Verantwortlich für die Explosion der Kosten macht Raffelhüschen vor allem seine Generation, die sogenannten „Babyboomer“. In Deutschland werden die im Zeitraum von 1955 bis 1969 Geborenen als Babyboomer bezeichnet. Danach nimmt die Geburtenrate aber ab, was das Sozialsystem in die Schieflage gebracht hat, in der es sich heute befindet. Im Juli fand er in einem Interview mit dem SWR deutliche Worte. Die Babyboomer seien das Problem für „unsere Kinder – und wir sind der Verursacher zugleich“, so Raffelhüschen.

Das Rentensystem sei unter anderem aufgrund der gestiegenen Lebenserwartungen heute nicht mehr zeitgemäß. Es könne nicht sein, dass „immer weniger für immer mehr Menschen immer länger die Rente bezahlen, ohne dass deren Beiträge explodieren.“ Man müsse daher das Rentenalter anpassen. „Wir können nicht davon ausgehen, dass wir immer länger leben und jeden Tag, den wir länger leben, einen Tag in der Rente verbringen.“

Versteckte Schulden bis 200 Prozent des BIP

Es besteht ein wichtiger Unterschied zwischen offenen und verdeckten Schulden, insbesondere in Form von Leistungsansprüchen. Während staatliche Kredite zurückgezahlt werden müssen, können Regierungen ihre Leistungsverpflichtungen durch Gesetzesänderungen modifizieren oder aufheben. Die Generationsbilanz verweist daher darauf, dass man sich die riesige Finanzlücke in den Sozialversicherungen schon heute klar vor Augen führt.

Im aktuellen System weisen die Wissenschaftler bei den Krankenkassen versteckte Schulden in Höhe von 66 Prozent des Bruttoinlandsprodukts (BIP) aus. Wenn man den üblichen Kostenanstieg einbezieht, steigt diese Lücke zukünftig sogar auf fast 200 Prozent. Das bedeutet, dass jüngere Beitragszahler die Leistungen älterer Empfänger mitfinanzieren müssen, warnt Raffelhüschen. Ähnliche Herausforderungen ergeben sich in der Pflegeversicherung. Die Ökonomen befürworten daher Maßnahmen zur Kostenbegrenzung, wie beispielsweise einen Selbstbehalt in der gesetzlichen Krankenversicherung sowie die Einführung von Pflegeleistungen erst nach einem Karenzjahr und die Integration eines Nachhaltigkeitsfaktors.
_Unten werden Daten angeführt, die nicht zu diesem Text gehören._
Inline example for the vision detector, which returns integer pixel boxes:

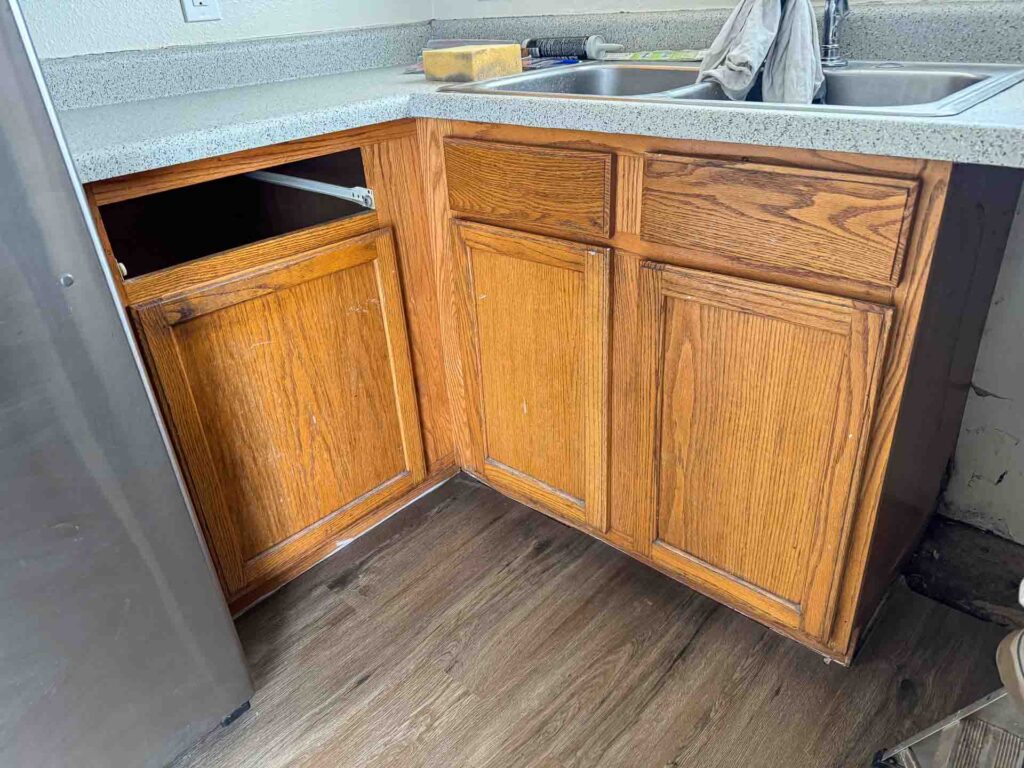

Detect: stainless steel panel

[0,0,252,768]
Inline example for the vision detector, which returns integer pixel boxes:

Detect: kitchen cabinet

[89,124,455,610]
[637,262,892,636]
[453,221,610,529]
[420,121,1021,663]
[88,120,1021,663]
[132,229,425,597]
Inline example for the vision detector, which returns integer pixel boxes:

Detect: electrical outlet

[181,0,220,22]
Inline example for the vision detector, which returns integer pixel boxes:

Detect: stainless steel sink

[441,61,1024,117]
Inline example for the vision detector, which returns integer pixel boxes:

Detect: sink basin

[442,62,697,97]
[441,61,1024,117]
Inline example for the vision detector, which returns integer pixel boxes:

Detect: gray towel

[763,0,825,104]
[697,0,782,100]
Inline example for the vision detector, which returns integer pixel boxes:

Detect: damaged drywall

[940,190,1024,544]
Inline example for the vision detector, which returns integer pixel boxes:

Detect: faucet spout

[821,0,850,67]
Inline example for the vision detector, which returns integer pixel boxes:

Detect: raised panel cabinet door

[132,229,425,599]
[638,262,891,638]
[453,221,610,530]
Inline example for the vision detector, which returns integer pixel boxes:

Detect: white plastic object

[181,0,220,22]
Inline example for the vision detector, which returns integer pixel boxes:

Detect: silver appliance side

[0,0,252,768]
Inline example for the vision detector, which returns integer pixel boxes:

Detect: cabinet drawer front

[454,221,610,529]
[444,138,611,238]
[132,230,425,599]
[640,155,919,287]
[641,262,891,638]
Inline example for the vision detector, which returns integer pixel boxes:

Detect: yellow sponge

[423,43,522,83]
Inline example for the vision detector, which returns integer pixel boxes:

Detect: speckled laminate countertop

[59,67,1024,182]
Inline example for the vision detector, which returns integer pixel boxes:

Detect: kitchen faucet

[821,0,850,67]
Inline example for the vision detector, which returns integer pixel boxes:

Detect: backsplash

[42,22,431,110]
[43,0,1024,110]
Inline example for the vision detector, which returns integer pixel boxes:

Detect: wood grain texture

[847,166,1024,643]
[124,212,378,304]
[444,138,612,237]
[228,466,459,616]
[638,262,891,640]
[640,155,919,287]
[454,221,610,530]
[438,121,948,303]
[417,120,483,471]
[173,477,1005,768]
[421,121,951,662]
[829,163,952,656]
[86,120,416,206]
[362,135,455,479]
[132,230,426,598]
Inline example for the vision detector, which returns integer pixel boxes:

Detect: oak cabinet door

[453,221,610,530]
[132,229,425,598]
[638,262,891,638]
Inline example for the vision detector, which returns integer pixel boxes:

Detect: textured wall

[942,191,1024,544]
[20,0,432,58]
[20,0,1007,58]
[433,0,999,18]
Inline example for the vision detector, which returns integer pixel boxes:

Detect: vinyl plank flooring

[167,476,1004,768]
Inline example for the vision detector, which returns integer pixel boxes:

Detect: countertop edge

[66,84,1024,183]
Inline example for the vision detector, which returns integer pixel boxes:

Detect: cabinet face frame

[452,220,611,531]
[130,229,426,599]
[637,261,892,640]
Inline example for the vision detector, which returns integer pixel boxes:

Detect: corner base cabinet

[637,262,892,637]
[87,120,1022,664]
[421,121,1021,663]
[132,229,425,599]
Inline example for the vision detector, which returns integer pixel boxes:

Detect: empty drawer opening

[99,150,373,278]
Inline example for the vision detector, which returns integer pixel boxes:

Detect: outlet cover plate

[181,0,220,22]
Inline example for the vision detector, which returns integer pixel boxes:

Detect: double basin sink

[442,61,1024,117]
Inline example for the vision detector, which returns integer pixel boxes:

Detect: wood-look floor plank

[174,476,1002,768]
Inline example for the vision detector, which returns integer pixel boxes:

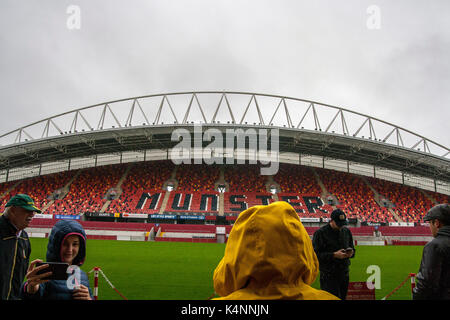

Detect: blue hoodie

[21,220,92,300]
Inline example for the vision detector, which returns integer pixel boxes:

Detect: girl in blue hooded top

[21,220,92,300]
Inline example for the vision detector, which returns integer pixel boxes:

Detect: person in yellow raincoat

[213,201,339,300]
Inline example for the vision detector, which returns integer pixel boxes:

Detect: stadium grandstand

[0,92,450,244]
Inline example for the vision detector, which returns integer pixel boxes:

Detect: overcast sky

[0,0,450,147]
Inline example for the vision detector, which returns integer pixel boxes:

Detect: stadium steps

[418,189,438,205]
[266,176,281,201]
[310,167,336,210]
[159,166,178,214]
[214,166,230,216]
[0,180,22,199]
[360,176,404,222]
[41,169,83,213]
[100,163,134,212]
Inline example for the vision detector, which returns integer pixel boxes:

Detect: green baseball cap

[5,194,41,213]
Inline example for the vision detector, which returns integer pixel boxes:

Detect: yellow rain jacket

[213,201,339,300]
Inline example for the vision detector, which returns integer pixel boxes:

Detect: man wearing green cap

[0,194,41,300]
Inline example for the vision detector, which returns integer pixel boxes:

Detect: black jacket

[0,216,31,300]
[21,220,92,300]
[312,224,355,273]
[413,226,450,300]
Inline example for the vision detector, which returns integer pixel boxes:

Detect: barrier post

[94,267,100,300]
[409,273,416,297]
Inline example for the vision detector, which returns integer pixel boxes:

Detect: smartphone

Durch den Nachhaltigkeitsfaktor werden Veränderungen im zahlenmäßigen Verhältnis von Rentenbeziehern zu Beitragszahlern berücksichtigt. Diesen Faktor hatte Gerhard Schröder eingeführt. Mit der Anhebung des Rentenalters auf 67 Jahre waren, nach Ansicht Raffelhüschens, schon zwei Drittel der notwendigen Anpassungen für nachhaltig konstante Beiträge erfüllt worden. Inzwischen ist dieser Nachhaltigkeitsfaktor wieder abgeschafft worden. Doch Ökonomen wie Raffelhüschen möchten den Nachhaltigkeitsfaktor wieder einführen, damit die Beiträge für die Rentenversicherung zukünftig relativ konstant bleiben.